How Lean Induces Debilitating Cognitive Dissonance

cognitive dissonance

A common scenario goes like this: Salaried professionals somehow become aware of Lean management. They learn more about it and soon begin to see it as a much better way to lead and manage an organization. Seeing this great opportunity, they become strong advocates for Lean within their organization. They look for opportunities to influence upper management and gain their acceptance for Lean management. They get rebuffed but keep on trying. They continue to get rebuffed by company leaders and may even suffer for their advocacy — moved to a different work group, sidelined, demoted, or fired. The salaried professionals cannot understand why company leaders do not appreciate Lean management as they do. This experience creates cognitive dissonance:

Lean management is great, but top leaders do not agree.
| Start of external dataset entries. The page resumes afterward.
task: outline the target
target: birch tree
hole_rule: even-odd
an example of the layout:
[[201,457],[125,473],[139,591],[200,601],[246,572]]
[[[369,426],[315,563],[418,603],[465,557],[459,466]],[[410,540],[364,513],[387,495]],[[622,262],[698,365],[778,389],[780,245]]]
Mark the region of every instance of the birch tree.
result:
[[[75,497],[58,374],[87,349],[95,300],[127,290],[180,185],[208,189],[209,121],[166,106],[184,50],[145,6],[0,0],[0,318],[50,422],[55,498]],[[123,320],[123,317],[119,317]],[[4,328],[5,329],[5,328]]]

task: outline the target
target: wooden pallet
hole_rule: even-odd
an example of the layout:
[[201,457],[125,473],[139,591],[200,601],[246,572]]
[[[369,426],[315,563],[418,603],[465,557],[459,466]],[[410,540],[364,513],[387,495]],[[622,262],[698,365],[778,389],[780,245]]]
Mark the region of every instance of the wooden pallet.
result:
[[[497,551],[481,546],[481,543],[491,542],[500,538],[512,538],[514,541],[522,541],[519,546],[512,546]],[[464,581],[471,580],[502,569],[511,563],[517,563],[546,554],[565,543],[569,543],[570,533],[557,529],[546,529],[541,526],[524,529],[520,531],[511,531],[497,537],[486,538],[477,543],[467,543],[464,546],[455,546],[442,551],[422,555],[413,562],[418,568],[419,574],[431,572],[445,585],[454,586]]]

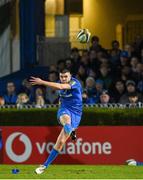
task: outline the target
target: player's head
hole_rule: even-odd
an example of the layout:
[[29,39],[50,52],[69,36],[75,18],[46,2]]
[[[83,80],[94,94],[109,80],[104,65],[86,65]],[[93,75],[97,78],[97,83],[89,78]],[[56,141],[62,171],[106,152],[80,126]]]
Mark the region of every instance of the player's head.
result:
[[59,78],[61,83],[69,83],[71,80],[71,73],[68,69],[60,71]]

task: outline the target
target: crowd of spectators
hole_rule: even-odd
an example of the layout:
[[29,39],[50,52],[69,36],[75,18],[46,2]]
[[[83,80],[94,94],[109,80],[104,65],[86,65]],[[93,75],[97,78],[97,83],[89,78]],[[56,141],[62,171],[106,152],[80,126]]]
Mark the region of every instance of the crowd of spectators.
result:
[[[143,102],[143,39],[137,37],[132,44],[120,49],[117,40],[111,43],[111,49],[100,44],[99,37],[91,38],[89,49],[72,48],[66,59],[49,67],[48,81],[57,82],[58,72],[69,69],[83,87],[83,103],[138,103]],[[6,84],[6,94],[0,97],[0,105],[58,104],[58,92],[42,86],[32,86],[28,79],[22,81],[17,93],[14,82]]]

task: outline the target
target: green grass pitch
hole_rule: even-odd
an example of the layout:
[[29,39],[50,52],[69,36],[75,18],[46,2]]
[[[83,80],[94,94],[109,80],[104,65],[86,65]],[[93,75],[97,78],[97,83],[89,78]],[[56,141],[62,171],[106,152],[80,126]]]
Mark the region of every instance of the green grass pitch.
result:
[[[143,179],[143,167],[127,165],[51,165],[43,174],[36,165],[0,165],[0,179]],[[18,168],[19,174],[12,174]]]

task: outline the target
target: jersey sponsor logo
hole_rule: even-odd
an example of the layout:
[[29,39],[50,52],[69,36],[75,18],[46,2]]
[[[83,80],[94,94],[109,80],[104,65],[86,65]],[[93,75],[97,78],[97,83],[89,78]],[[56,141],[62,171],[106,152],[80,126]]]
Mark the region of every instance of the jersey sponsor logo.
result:
[[[19,138],[24,144],[24,152],[22,154],[16,154],[13,150],[13,143],[16,138]],[[32,143],[29,137],[21,132],[12,133],[6,140],[6,153],[7,156],[14,162],[22,163],[29,159],[32,153]]]
[[75,81],[71,81],[71,82],[70,82],[70,85],[72,85],[72,86],[75,85],[75,84],[76,84]]

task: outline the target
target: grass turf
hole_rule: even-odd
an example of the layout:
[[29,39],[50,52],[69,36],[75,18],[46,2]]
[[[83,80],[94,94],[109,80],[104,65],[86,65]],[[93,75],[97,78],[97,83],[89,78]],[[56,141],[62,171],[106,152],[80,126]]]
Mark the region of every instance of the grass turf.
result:
[[[143,167],[51,165],[43,174],[34,173],[35,165],[0,165],[0,179],[143,179]],[[18,168],[19,174],[12,174]]]

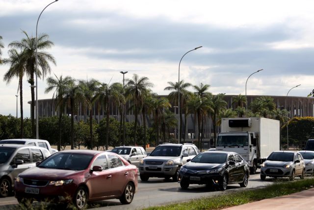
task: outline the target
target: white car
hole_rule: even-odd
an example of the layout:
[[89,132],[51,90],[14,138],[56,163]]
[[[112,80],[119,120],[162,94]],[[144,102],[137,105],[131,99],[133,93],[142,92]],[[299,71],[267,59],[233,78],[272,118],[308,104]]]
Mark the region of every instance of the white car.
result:
[[299,151],[304,159],[305,173],[314,175],[314,151]]

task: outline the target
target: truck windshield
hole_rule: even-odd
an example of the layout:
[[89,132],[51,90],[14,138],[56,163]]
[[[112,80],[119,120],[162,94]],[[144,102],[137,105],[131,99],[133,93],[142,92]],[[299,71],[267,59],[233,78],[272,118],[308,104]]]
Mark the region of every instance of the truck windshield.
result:
[[217,138],[217,147],[247,147],[248,134],[220,134]]

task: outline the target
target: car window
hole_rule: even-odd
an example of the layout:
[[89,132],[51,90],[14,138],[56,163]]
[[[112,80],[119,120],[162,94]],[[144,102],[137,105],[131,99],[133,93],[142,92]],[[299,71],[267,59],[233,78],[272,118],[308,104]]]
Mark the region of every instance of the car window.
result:
[[109,158],[110,168],[117,168],[125,165],[121,159],[115,155],[108,154],[108,158]]
[[232,154],[229,154],[229,156],[228,156],[228,161],[235,161],[236,162],[236,159],[235,159],[235,157],[234,157],[234,155]]
[[150,156],[177,157],[181,153],[181,147],[159,146],[153,150]]
[[24,149],[19,151],[12,159],[10,165],[15,165],[15,161],[18,160],[23,160],[24,163],[30,163],[30,154],[29,154],[29,150]]
[[302,157],[301,156],[301,154],[298,154],[298,159],[300,161],[302,161],[302,160],[303,160],[303,159],[302,159]]
[[40,150],[38,149],[31,149],[31,156],[33,158],[33,162],[36,163],[37,161],[43,160],[43,154],[40,151]]
[[131,151],[131,149],[130,148],[123,147],[115,148],[113,148],[110,151],[118,154],[130,154]]
[[132,149],[132,151],[131,152],[131,154],[133,154],[133,152],[135,152],[135,154],[137,154],[137,153],[136,153],[136,149],[135,149],[135,148],[133,148],[133,149]]
[[106,155],[101,155],[97,157],[92,165],[92,168],[95,166],[102,167],[103,170],[108,169],[108,162]]
[[235,157],[236,158],[236,161],[238,163],[242,162],[242,159],[238,154],[234,154]]
[[6,162],[15,151],[15,149],[0,147],[0,163]]
[[196,152],[195,152],[195,150],[192,147],[188,147],[188,152],[190,153],[190,155],[196,155]]
[[143,155],[143,153],[142,152],[142,150],[139,148],[136,148],[136,152],[137,152],[138,155]]

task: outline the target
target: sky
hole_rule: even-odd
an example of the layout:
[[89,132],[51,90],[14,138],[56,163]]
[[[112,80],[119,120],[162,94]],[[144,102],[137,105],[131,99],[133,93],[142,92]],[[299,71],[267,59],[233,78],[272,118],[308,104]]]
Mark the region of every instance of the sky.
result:
[[[0,0],[0,36],[8,45],[36,37],[41,11],[53,0]],[[304,96],[314,89],[314,1],[309,0],[59,0],[38,22],[55,59],[38,79],[38,99],[48,77],[70,76],[123,83],[120,71],[147,77],[152,90],[167,94],[168,82],[210,85],[213,94]],[[16,115],[18,81],[7,84],[0,65],[0,114]],[[24,117],[30,117],[30,88],[23,79]],[[192,89],[190,90],[193,91]],[[18,116],[20,117],[19,96]]]

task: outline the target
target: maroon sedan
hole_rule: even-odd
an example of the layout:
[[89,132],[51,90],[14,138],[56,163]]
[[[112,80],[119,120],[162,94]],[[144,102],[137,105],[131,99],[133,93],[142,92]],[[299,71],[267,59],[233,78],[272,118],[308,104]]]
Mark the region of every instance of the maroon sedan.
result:
[[119,155],[91,150],[55,153],[20,174],[15,184],[19,203],[26,200],[71,202],[119,198],[131,203],[137,189],[137,170]]

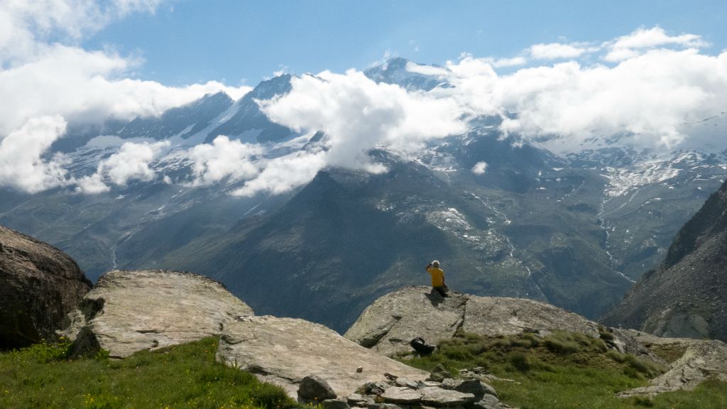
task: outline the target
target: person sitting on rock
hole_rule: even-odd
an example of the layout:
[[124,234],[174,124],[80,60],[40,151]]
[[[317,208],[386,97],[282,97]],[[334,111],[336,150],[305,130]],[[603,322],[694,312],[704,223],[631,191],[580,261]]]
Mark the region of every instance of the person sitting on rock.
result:
[[427,272],[432,276],[432,290],[436,290],[442,297],[447,296],[447,285],[444,284],[444,271],[439,268],[439,261],[435,260],[427,265]]

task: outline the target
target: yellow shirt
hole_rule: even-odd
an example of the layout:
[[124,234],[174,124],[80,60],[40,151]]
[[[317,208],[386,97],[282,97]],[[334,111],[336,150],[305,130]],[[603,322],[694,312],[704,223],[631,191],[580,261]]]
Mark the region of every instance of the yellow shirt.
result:
[[432,274],[432,287],[441,287],[444,285],[444,271],[436,267],[427,269],[427,272]]

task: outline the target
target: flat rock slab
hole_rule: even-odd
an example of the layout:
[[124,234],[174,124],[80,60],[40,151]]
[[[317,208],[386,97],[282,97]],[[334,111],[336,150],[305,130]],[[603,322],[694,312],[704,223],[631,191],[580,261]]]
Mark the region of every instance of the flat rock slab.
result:
[[424,388],[419,392],[422,394],[422,403],[432,406],[459,406],[475,401],[475,395],[472,394],[441,388]]
[[469,295],[462,330],[485,335],[555,330],[598,337],[598,325],[551,304],[524,298]]
[[[248,370],[282,386],[297,399],[298,384],[316,375],[339,397],[368,382],[385,381],[384,373],[423,381],[429,375],[348,340],[323,325],[303,319],[246,317],[226,325],[217,360]],[[363,370],[356,372],[361,366]]]
[[406,287],[366,307],[344,336],[385,355],[413,352],[409,341],[422,337],[436,344],[462,330],[483,335],[555,330],[598,338],[598,325],[563,309],[525,298],[479,297],[457,293],[449,298],[428,287]]
[[451,338],[462,323],[467,298],[443,298],[428,287],[407,287],[383,295],[366,307],[344,335],[385,355],[411,351],[421,337],[435,345]]
[[115,270],[86,296],[65,330],[81,352],[97,347],[115,357],[218,335],[252,309],[219,282],[168,270]]
[[417,403],[422,400],[422,392],[406,386],[392,386],[381,394],[381,399],[390,403]]

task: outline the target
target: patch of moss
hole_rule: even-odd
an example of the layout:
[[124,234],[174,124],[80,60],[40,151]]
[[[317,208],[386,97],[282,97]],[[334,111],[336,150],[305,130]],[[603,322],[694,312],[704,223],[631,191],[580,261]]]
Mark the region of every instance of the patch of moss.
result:
[[0,408],[158,409],[289,408],[282,389],[217,363],[217,339],[141,352],[67,360],[67,345],[0,354]]
[[502,401],[522,408],[723,408],[727,384],[715,381],[695,391],[662,394],[654,398],[617,398],[615,394],[644,386],[666,368],[637,357],[608,349],[603,339],[555,332],[483,337],[459,334],[442,342],[430,356],[406,363],[431,370],[443,365],[452,373],[483,367],[515,382],[494,382]]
The first cognition is that Lean is “Lean is great.” The second cognition is “top leaders do not agree.” These two contradictory cognitions put in motion the need for justifications to explain why top leaders do not agree that Lean management is great. A common justification for the choice that leaders make against Lean is:

It must be me. I must be doing something wrong.

This justification is demoralizing and self-defeating. Nevertheless, Lean people will accept great personal discomfort to relieve their cognitive dissonance. Accepting responsibility, typical of the Lean way of thinking, plays into the hands of leaders. They want you to feel like you are wrong and that it is your fault so that you will give up the folly of Lean transformation. But you find that very hard to do. Why? In addition to Lean offering practical visions of a much better life at work and numerous other benefits for all stakeholders, Lean requires a significant investment in time and effort to gain new knowledge, experience, skills, and learning. The larger the investment in time and effort that one makes in Lean, the harder it is to see the truth of the situation — that there is virtually no pull from CEOs for Lean. There never has been.

Yet, one’s allegiance to Lean management remains strong. So strong, in fact, they let others do the thinking for them, which, in turn, causes them to distort or ignore anything that undermines their loyalty to Lean management. Whatever evidence is provided that reveals the truth is waved away; consciously or unconsciously filtered out from the Lean milieu to avoid having to question Lean, themselves, their teachers, or their Lean idols. Confirmation bias helpfully allows one to preserve the belief that they are smart and that their decision to learn Lean and advocate for it was correct.

The result is that Lean people lose the ability to make informed decisions. If the evidence, the facts, show that one overestimated the appeal of Lean, its impact, or was otherwise wrong in some way about Lean, then reflection is disabled, problems go unrecognized, and new solutions to problems are not sought. Consequently, acknowledging cognitive dissonance is a better strategy for ensuring the future relevancy of Lean management than to justify (and continue justifying) the dissonance. The cognitive dissonance:

Lean management is great, but top leaders do not agree.

is justified in another way, one that is again personal but also social in nature, and thus helps maintain one’s commitment to Lean management:

“I know Lean won’t really go anywhere in my company, but I continue to learn from my work to improve processes.”

So, in addition to the benefit of vast learning and skills development that Lean has to offer, there is a social component and group camaraderie with clearly established norms of thinking and behavior. This too prevents acknowledging the existence of cognitive dissonance, and it begs the question: How does ignoring problems solve problems? This is the very thing that Lean people most strongly criticize classical management leaders for doing but have found a way — a justification — for doing the very same thing when to comes to Lean management.